Every new collection from Arpenteur arrives with its own Tintin-esque cartoon strip. There’s the explorer and the elephant, yellow-hued and lost in the city, created as part of a Paraboot shoe collaboration. The DJ rushing to make a late-night set in a neon-bathed downtown New York. A private eye tails a bank robber, closing the net, and two space travellers find themselves confused and lost on a lonely white planet. Before you even get to the clothes (more on them in a minute) you are drawn, quite literally, into the Arpenteur universe.

"We don’t do mood boards," says Marc Aseilly, one of the brand's founders, over the phone from Lyon, "every season we put together a comic, which serves as our inspiration. The clothes then become the answer to the story and the images."

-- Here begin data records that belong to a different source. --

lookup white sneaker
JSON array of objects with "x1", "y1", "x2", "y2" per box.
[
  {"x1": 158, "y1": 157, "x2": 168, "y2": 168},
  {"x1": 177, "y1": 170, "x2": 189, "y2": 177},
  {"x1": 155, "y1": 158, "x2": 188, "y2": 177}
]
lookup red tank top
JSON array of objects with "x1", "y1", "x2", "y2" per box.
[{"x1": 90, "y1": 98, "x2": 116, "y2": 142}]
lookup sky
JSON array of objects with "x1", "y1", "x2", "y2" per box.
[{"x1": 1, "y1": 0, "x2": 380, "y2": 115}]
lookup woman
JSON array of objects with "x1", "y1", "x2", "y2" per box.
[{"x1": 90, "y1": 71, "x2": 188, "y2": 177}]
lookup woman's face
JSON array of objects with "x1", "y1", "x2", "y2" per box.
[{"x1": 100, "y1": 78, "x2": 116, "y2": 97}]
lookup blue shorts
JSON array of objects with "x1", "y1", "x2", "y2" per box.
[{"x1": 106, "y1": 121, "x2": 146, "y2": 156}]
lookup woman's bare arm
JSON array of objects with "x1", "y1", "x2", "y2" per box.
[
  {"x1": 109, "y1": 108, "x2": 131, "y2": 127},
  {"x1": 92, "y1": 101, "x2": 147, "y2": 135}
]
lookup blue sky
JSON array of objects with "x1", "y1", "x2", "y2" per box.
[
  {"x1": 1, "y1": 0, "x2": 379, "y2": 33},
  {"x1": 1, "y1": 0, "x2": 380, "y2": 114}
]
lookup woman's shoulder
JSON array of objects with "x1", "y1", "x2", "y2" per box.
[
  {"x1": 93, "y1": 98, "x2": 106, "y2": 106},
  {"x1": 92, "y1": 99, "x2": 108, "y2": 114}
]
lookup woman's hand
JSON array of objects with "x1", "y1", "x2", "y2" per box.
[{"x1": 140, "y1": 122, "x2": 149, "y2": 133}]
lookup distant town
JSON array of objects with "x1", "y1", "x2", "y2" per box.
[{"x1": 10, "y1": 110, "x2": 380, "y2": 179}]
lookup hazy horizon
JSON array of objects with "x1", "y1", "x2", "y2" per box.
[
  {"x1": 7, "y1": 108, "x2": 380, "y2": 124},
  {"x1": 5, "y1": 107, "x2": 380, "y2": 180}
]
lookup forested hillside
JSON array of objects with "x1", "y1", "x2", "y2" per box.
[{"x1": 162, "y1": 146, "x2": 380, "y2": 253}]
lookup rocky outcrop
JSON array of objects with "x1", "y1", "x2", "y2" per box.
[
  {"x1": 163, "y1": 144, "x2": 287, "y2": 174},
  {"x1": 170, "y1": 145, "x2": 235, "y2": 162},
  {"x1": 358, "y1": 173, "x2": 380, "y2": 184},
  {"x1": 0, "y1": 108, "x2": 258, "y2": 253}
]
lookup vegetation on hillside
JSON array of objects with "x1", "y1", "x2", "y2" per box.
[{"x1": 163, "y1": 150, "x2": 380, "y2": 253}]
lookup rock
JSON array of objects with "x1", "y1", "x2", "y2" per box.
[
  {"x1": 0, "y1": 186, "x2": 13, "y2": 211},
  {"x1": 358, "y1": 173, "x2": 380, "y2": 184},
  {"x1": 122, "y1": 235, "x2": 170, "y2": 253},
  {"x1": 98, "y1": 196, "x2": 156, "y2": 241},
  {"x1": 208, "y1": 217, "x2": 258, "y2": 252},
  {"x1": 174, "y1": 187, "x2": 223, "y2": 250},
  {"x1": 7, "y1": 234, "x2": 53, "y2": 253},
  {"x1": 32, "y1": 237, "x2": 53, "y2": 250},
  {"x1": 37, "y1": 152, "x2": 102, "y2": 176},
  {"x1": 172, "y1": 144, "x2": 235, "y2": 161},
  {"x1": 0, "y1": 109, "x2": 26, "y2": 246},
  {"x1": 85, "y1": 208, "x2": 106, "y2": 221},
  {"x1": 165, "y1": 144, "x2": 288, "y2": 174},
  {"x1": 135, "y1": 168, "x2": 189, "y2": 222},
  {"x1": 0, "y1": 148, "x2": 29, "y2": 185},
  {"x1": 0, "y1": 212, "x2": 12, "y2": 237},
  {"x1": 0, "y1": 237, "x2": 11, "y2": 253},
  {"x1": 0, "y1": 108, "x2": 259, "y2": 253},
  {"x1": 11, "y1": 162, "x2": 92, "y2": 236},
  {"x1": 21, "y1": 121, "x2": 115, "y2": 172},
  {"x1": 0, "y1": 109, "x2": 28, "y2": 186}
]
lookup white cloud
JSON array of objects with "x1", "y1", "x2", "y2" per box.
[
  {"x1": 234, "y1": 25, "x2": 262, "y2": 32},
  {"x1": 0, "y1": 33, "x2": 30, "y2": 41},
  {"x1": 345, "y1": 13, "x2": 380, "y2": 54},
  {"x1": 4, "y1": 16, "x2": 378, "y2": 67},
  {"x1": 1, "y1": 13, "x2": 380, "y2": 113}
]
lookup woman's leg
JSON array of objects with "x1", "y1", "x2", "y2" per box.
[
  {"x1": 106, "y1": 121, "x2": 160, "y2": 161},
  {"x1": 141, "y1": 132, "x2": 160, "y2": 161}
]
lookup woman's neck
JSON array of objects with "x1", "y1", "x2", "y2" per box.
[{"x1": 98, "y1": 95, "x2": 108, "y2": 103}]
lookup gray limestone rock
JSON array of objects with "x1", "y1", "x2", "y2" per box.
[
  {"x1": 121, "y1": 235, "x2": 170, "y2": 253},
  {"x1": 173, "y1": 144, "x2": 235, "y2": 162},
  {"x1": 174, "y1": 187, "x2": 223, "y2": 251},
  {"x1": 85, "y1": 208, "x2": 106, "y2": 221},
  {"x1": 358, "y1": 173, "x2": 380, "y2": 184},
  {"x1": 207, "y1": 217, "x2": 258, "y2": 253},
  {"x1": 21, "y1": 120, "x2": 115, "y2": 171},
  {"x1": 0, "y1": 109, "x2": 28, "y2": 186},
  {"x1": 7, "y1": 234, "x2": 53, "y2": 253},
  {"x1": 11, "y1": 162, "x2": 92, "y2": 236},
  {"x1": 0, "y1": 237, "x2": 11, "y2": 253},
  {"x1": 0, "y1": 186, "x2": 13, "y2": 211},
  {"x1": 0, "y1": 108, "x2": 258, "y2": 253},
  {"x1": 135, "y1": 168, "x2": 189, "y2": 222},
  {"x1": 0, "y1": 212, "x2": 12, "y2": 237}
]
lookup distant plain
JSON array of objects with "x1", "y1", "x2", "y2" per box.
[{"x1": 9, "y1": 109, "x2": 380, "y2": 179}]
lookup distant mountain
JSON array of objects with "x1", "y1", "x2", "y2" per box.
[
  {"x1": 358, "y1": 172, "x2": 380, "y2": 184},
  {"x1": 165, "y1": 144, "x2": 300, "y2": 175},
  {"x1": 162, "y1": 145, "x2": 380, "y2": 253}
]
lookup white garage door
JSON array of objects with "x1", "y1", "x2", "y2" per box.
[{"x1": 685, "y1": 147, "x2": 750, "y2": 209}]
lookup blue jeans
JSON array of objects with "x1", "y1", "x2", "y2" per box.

"It’s an old idea," adds Laurent Bourven, Arpenteur's other founder (Marc and Laurent are cousins). "Even French gas stations in the Eighties and Nineties were using classic comics on their walls. You know Asterix and Tintin, right? When we first started the brand we were looking for something expressive to tell the story and these kinds of comics, the French / Belgian style from our childhoods, made sense to us."

In 2011 the cousins founded Arpenteur – an archaic French word for surveyor, now more commonly used to describe an explorer – in their hometown of Lyon. In the decade since they've crafted clothes that are part classic French work- and naval-wear, part tech-adjacent outdoor gear, with a hint of Japanese fabrication obsession. Then they throw in some grown-up skate style. There are lots of shades of blue and lots of coats with multiple pockets and zips. "When we were creating Arpenteur, it was really important that we were making a full silhouette," says Laurent, "down to the belt and the shoes. It had to be a proper look."

Though rooted in workwear, it's not limited by it. "It can easily be worn by someone that normally wouldn’t think workwear is for them," says Mats Klingberg, owner of the destination menswear store Trunk Clothiers on Chiltern Street, a stockist of the brand. "It's all made in France and is run by a couple of really nice down-to-earth French guys, so that ticked all the boxes for me."

In a pleasingly DIY touch, Laurent often acts as the lookbook model for each new collection, which looks like it's been shot on a phone in front of the desks and sewing machines inside the company's workshop. Everything is, as Klingberg said, made in France, down to the acetate in the sunglasses and the pastel blue dye, derived from the Asatis Tinctoria plant found in the south west of the country, which is then used to colour its chore coats. By hand, of course.

The pair will sketch out the seasonal comic ideas, before passing them on to the French artist Régric to finalise. Limited-edition prints (made and printed in Lyon, where else?) are then sold on its web shop. There are plans for a brick and mortar store "within the next two years" and a "printed product, maybe a magazine or a little book" to celebrate a decade in business next year.

"At first glance our clothes might look classic," says Marc, "but if you look at the details, you get a sense of the shapes and the materials and it’s more like 'fashion'. We believe the clothes have to be functional and comfortable. The shapes are always quite boxy and I think we have a subtle approach to colours and accessories."

Over the last few years a host of young designers, especially on the men's side of things, have brought fresh vigour to French style. Casablanca has caused a stir with its silky, navel-flashing shirts and celebrity-laden FROWS, while Simone Porte Jacquemeus has become a young star and an Instagram sensation with his glamorous depiction of lavender fields-turned runways, tiny bags and giant floral prints, selling fantasy Provencal clothing and a fantasy Provencal lifestyle to a global community of models, buyers, fans and famous friends. AMI, founded by former Marc Jacobs and Givenchy designer Alexandre Matuissi, has become a commercial and critical juggernaut with a laissez faire take on Parisian luxury at a (relatively) accessible price point. Husbands, another Parisian label, has risen to prominence with its own, very French, view on Ivy style and elegant tailoring.